Image credit: Terray Therapeutics

COATI: Foundation Model for Molecular Understanding

At the center of Terray’s AI platform is COATI, a large-scale molecular foundation model that gives algorithms a way to understand and design molecules in the same way language models process text. Trained on more than one billion molecular structures, COATI links multiple chemical representations like SMILES strings, 2D graphs, and 3D conformers through an invertible mathematical mapping that allows the system to move seamlessly between understanding and generating molecules with specific properties. 

Using contrastive learning, COATI learns relationships among different molecular formats, enabling inverse design where new molecules can be created to match desired biological or chemical traits. The latest version, COATI3, provides a 768-dimensional molecular representation. Training at this scale is supported by NVIDIA’s DGX Cloud, which supplies the GPU infrastructure required for such compute-intensive tasks, and the model’s framework is openly available on Terray’s GitHub repository, as well as a supporting JCIM paper.

Generative and Predictive Models

Terray’s generative models create new virtual molecules designed to have specific chemical or biological properties. They use two main AI methods—latent diffusion and reinforcement learning—to explore chemical space and propose molecules that balance potency, stability, and synthetic accessibility. The diffusion method focuses on fine-tuning properties using learned guidance, while the reinforcement learning approach directly optimizes for lab-ready molecules that can be made and tested more easily. In 2024, Terray introduced its first latent diffusion–based generative model built on COATI, using classifier guidance to fine-tune molecular properties, with source code available on GitHub.

Once thousands of potential molecules are generated, EMMI’s predictive models estimate which ones are most likely to succeed. Using Terray’s TerraBind potency model and data from its 13-billion-measurement database, these models predict how well molecules will bind to biological targets and how they might behave in the body. The system runs a two-step evaluation—first with an ultra-fast screening model, and then with a detailed structure-based model to identify the best candidates. Additional prediction tools assess key drug properties such as solubility, permeability, metabolism, and clearance, helping narrow the list to the few compounds most promising for synthesis and testing.

EMMI Select

The main technical announcement involves EMMI’s selection. The new EMMI Select module pairs Epistemic Neural Networks (Epinets) with an Expected Maximum (EMAX) acquisition function to quantify predictive uncertainty and guide experimental design, aiming to triple efficiency in potency optimization cycles compared with conventional approaches. 

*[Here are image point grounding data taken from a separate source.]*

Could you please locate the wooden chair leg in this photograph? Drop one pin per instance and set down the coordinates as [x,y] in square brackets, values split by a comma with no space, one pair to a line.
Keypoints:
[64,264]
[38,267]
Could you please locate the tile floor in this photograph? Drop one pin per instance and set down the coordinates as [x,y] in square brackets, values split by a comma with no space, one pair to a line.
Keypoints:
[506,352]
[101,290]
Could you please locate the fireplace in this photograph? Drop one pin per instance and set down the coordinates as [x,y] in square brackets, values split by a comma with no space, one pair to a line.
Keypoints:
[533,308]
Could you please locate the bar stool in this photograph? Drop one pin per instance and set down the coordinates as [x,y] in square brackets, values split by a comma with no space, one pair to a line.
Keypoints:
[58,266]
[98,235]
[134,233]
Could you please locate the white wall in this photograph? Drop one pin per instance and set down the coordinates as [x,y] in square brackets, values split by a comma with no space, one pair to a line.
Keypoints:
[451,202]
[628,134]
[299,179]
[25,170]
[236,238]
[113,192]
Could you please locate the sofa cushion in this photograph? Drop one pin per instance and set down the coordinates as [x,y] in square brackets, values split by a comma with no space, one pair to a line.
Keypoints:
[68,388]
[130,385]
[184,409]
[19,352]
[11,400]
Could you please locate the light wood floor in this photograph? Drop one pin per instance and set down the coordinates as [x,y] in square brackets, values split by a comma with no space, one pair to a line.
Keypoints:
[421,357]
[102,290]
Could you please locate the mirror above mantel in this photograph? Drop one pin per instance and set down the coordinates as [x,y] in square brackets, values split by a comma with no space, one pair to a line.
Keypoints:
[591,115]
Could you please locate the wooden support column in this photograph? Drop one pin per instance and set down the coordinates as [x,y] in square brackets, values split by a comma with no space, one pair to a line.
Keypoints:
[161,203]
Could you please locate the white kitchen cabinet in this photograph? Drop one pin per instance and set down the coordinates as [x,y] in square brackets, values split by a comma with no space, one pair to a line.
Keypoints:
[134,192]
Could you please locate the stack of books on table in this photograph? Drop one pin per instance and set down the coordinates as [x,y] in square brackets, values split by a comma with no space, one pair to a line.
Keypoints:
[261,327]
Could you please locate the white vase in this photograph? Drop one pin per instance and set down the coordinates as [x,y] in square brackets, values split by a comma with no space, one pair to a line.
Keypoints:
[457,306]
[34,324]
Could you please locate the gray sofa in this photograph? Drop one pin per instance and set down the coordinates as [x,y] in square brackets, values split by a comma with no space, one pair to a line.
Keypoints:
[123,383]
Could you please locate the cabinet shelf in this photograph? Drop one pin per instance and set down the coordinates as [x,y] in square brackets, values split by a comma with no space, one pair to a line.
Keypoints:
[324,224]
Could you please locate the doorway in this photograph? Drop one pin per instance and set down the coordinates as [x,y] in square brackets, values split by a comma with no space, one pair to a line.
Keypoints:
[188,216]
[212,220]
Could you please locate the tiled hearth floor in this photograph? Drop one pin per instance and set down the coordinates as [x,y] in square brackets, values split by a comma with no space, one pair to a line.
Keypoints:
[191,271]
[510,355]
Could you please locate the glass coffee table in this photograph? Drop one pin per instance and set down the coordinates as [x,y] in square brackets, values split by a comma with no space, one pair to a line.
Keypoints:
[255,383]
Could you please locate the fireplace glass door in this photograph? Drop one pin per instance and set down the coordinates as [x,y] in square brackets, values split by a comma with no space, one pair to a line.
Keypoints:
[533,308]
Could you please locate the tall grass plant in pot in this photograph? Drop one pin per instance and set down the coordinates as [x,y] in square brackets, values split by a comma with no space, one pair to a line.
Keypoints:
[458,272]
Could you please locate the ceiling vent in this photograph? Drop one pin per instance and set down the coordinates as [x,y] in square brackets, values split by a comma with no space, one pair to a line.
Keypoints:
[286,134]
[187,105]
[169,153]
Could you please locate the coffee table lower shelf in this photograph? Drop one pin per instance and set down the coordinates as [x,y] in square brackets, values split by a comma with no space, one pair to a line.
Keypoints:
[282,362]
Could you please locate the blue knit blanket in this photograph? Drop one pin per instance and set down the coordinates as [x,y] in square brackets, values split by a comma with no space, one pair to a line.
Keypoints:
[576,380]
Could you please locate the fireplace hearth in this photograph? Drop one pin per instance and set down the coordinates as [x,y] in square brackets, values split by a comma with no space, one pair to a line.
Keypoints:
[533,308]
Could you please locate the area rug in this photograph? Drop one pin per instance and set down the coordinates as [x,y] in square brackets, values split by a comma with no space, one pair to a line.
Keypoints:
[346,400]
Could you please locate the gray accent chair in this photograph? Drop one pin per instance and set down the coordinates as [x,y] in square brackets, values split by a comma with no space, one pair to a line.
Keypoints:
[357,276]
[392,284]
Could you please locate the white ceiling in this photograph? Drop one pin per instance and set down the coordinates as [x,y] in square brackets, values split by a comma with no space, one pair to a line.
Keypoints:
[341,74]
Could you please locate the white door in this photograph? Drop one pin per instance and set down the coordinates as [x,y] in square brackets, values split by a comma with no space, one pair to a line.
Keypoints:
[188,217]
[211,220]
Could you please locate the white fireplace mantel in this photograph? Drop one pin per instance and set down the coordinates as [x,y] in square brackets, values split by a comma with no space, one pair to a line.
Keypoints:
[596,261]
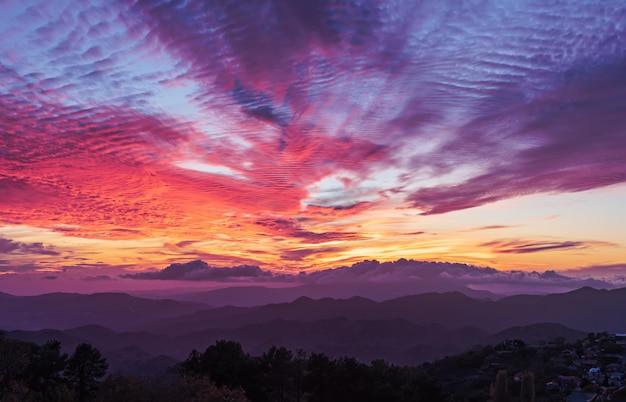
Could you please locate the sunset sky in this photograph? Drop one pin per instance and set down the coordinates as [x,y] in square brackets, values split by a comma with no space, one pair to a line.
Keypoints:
[299,135]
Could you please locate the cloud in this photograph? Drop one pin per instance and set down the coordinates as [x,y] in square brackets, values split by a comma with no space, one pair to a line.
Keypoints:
[8,246]
[200,271]
[97,278]
[523,247]
[444,275]
[122,122]
[49,277]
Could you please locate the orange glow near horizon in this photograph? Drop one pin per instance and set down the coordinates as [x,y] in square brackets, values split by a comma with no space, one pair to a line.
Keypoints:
[133,137]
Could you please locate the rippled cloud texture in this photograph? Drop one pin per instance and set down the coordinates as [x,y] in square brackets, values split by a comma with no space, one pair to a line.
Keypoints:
[295,134]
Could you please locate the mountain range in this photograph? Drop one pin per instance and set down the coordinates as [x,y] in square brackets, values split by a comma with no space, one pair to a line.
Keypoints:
[143,335]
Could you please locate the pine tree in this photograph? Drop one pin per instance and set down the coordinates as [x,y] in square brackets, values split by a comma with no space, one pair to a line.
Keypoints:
[84,369]
[527,391]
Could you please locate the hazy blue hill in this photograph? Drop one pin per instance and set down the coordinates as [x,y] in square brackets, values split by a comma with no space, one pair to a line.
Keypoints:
[65,310]
[249,296]
[537,333]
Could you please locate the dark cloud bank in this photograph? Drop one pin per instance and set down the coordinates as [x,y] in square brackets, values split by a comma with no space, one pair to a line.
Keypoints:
[425,275]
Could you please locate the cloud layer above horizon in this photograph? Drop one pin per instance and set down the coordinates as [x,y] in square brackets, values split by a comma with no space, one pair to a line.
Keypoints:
[294,134]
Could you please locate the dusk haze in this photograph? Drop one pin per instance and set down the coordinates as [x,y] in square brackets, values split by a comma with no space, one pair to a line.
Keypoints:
[298,136]
[313,200]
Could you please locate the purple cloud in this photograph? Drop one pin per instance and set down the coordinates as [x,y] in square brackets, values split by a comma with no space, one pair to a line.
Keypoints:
[523,247]
[8,246]
[200,271]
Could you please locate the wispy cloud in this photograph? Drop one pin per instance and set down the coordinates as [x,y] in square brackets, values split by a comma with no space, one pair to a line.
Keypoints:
[523,246]
[8,246]
[282,124]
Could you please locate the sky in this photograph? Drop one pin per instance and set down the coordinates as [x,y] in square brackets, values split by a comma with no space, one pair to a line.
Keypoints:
[285,137]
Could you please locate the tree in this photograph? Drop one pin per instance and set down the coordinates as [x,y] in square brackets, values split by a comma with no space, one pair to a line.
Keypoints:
[84,369]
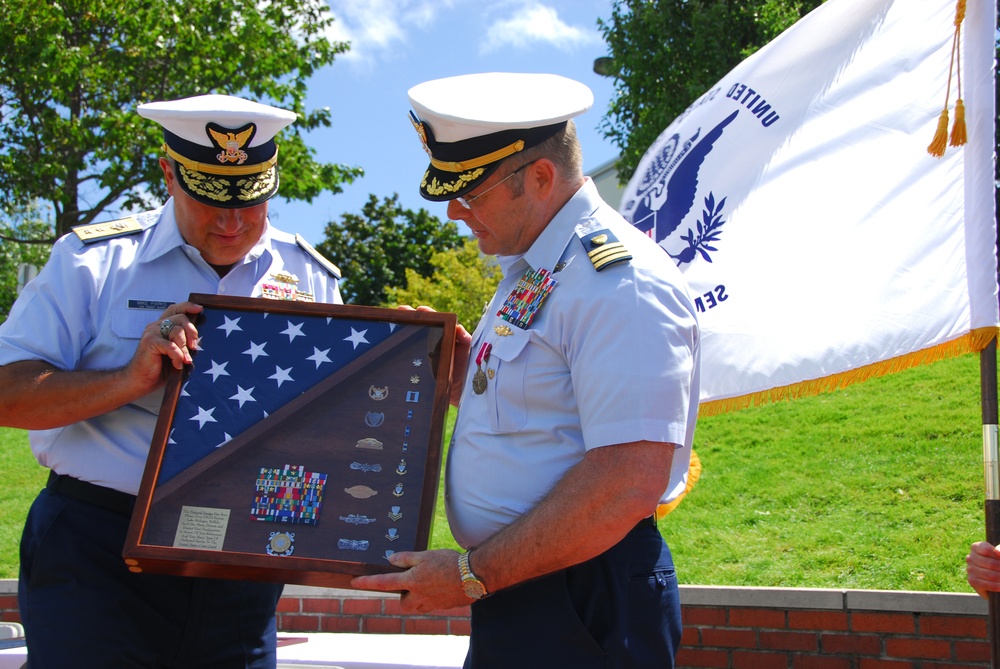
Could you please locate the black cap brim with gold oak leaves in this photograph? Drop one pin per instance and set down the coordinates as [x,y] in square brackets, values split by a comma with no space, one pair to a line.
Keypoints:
[230,174]
[458,167]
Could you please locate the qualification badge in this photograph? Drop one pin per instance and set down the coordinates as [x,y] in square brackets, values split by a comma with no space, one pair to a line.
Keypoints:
[281,543]
[479,377]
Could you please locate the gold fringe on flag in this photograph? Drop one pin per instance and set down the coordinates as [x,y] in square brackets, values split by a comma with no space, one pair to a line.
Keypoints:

In drug discovery, molecule selection is a costly bottleneck, as chemists can synthesize only a limited number of candidates per week. Traditional strategies rely on score-based or diversity-based heuristics but ignore model uncertainty, often resulting in redundant or suboptimal compound batches. Terray’s approach uses Epinets to quantify confidence in molecular property predictions from its large-scale potency model, TerraBind, without requiring multiple model ensembles.

The associated preprint describing this implementation is available on arXiv, along with an accompanying open-source GitHub repository.

Broader Integration

Terray also plans to extend EMMI Select beyond potency optimization to multi-objective decision-making, incorporating ADME properties, synthesis cost, and assay time. This could support more integrated optimization across Design–Make–Test–Analyze (DMTA) cycles, potentially shortening preclinical iteration times and improving the selection process for development candidates. According to the company, the system is already being applied across internal and partnered pipelines to identify structurally novel candidates.